Asheville council weighs affordable housing project, data center moratorium
A temporary rink at 50 Asheland Avenue and a 42-townhome plan on city land moved forward as council eyed a one-year pause on data centers.

Asheville City Council approved a temporary skating rink at 50 Asheland Avenue, giving the city a stopgap after Hurricane Helene knocked out the Carrier Park rink and cut off family skate nights, youth hockey and recreation programs. The new rink is planned for a municipal parking lot next to the ART Station, and the project was awarded in a $682,157 contract with B. Allen Construction, Inc.
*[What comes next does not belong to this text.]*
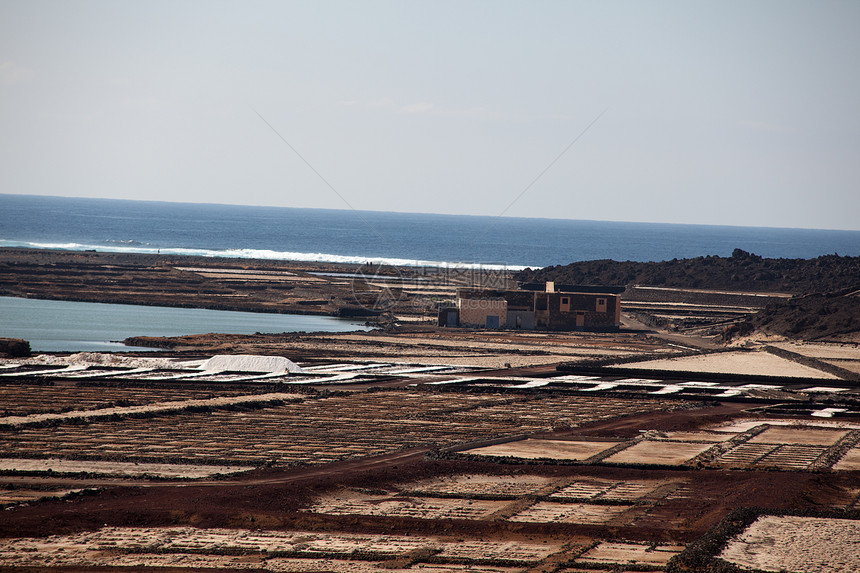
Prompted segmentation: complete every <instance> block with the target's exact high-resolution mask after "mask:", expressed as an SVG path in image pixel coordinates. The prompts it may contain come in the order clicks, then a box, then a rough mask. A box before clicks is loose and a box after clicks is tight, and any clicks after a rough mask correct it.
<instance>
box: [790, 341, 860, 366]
mask: <svg viewBox="0 0 860 573" xmlns="http://www.w3.org/2000/svg"><path fill="white" fill-rule="evenodd" d="M773 346H776V347H777V348H782V349H783V350H788V351H790V352H796V353H798V354H802V355H804V356H809V357H810V358H821V359H828V358H836V359H846V360H858V361H860V346H857V345H842V344H815V343H812V342H809V343H796V342H775V343H774V344H773Z"/></svg>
The housing fight stayed just as concrete. Council’s agenda included a development-and-sales agreement with 29 Oak Hill LLC for 42 affordable townhomes for home ownership on 3.72 acres of city-owned land at 29 Oak Hill Drive off New Leicester Highway, with $1.6 million in 2024 Affordable Housing Bond funds proposed for a construction loan and down payment assistance. City staff issued the request for proposals on June 2, 2025, and the project has already drawn pressure for deeper affordability and a closer look at traffic on nearby streets in West Asheville.
The same meeting also pushed forward the long rebuild from Helene. Council approved three city-wide landslide recovery resolutions totaling more than $9.5 million in engineering and design work, along with a contract for roadway and sidewalk repair meant to restore transportation links and improve safety in storm-damaged areas. Public Works Director Amy Deyton framed the work as part of a longer recovery that is also meant to leave Asheville more resilient when the next storm hits.
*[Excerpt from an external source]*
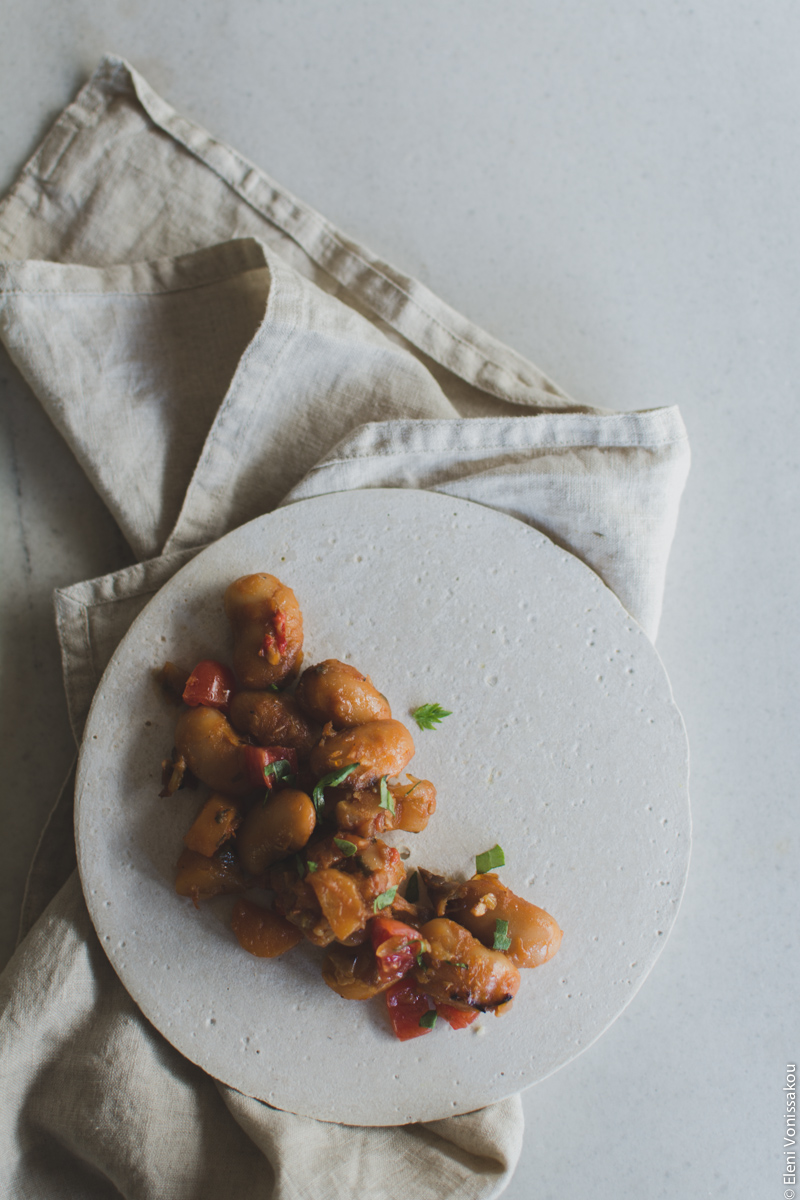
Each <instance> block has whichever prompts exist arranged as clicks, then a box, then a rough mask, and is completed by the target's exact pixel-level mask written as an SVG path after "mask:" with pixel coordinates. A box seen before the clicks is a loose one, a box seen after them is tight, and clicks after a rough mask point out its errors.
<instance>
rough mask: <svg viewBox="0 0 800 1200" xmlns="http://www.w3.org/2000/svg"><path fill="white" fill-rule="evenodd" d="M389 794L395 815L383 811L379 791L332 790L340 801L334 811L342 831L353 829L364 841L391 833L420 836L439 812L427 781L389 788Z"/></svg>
mask: <svg viewBox="0 0 800 1200" xmlns="http://www.w3.org/2000/svg"><path fill="white" fill-rule="evenodd" d="M413 778H414V776H411V779H413ZM389 791H390V793H391V797H392V800H393V803H395V811H393V812H392V811H391V810H390V809H386V808H381V805H380V788H378V787H367V788H365V790H363V791H360V792H345V791H344V790H343V788H342V790H339V788H338V787H337V788H331V796H333V797H337V803H336V810H335V811H336V823H337V826H338V827H339V829H351V830H353V832H354V833H357V834H359V835H360V836H361V838H374V836H375V835H377V834H380V833H387V832H389V830H391V829H403V830H404V832H405V833H421V832H422V830H423V829H425V827H426V826H427V823H428V821H429V820H431V817H432V816H433V814H434V812H435V809H437V790H435V787H434V786H433V784H432V782H431V781H429V780H428V779H417V780H414V781H413V782H411V784H390V785H389Z"/></svg>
Growth management landed on the agenda as a more forward-looking fight. Council held a public hearing on a proposed moratorium on data centers after the Planning, Economic Development and Environment Committee unanimously recommended a pause of up to one year so the city can write rules first. City staff have pointed to electricity, water and land-use concerns, and the city currently lacks specific policies for data centers, making the moratorium a test of whether Asheville wants to slow a new kind of development before one arrives.

The June 23 meeting, held at 5 p.m. in the Council Chamber at City Hall, 70 Court Plaza, also included proposed changes tied to federal disaster recovery funding for housing. Taken together, the decisions showed council choosing among immediate neighborhood impacts: a rink families can use now, affordable ownership homes on city land, storm repairs on roads and hillsides, and a possible pause on industrial-scale development until Asheville writes the rules it wants to live with.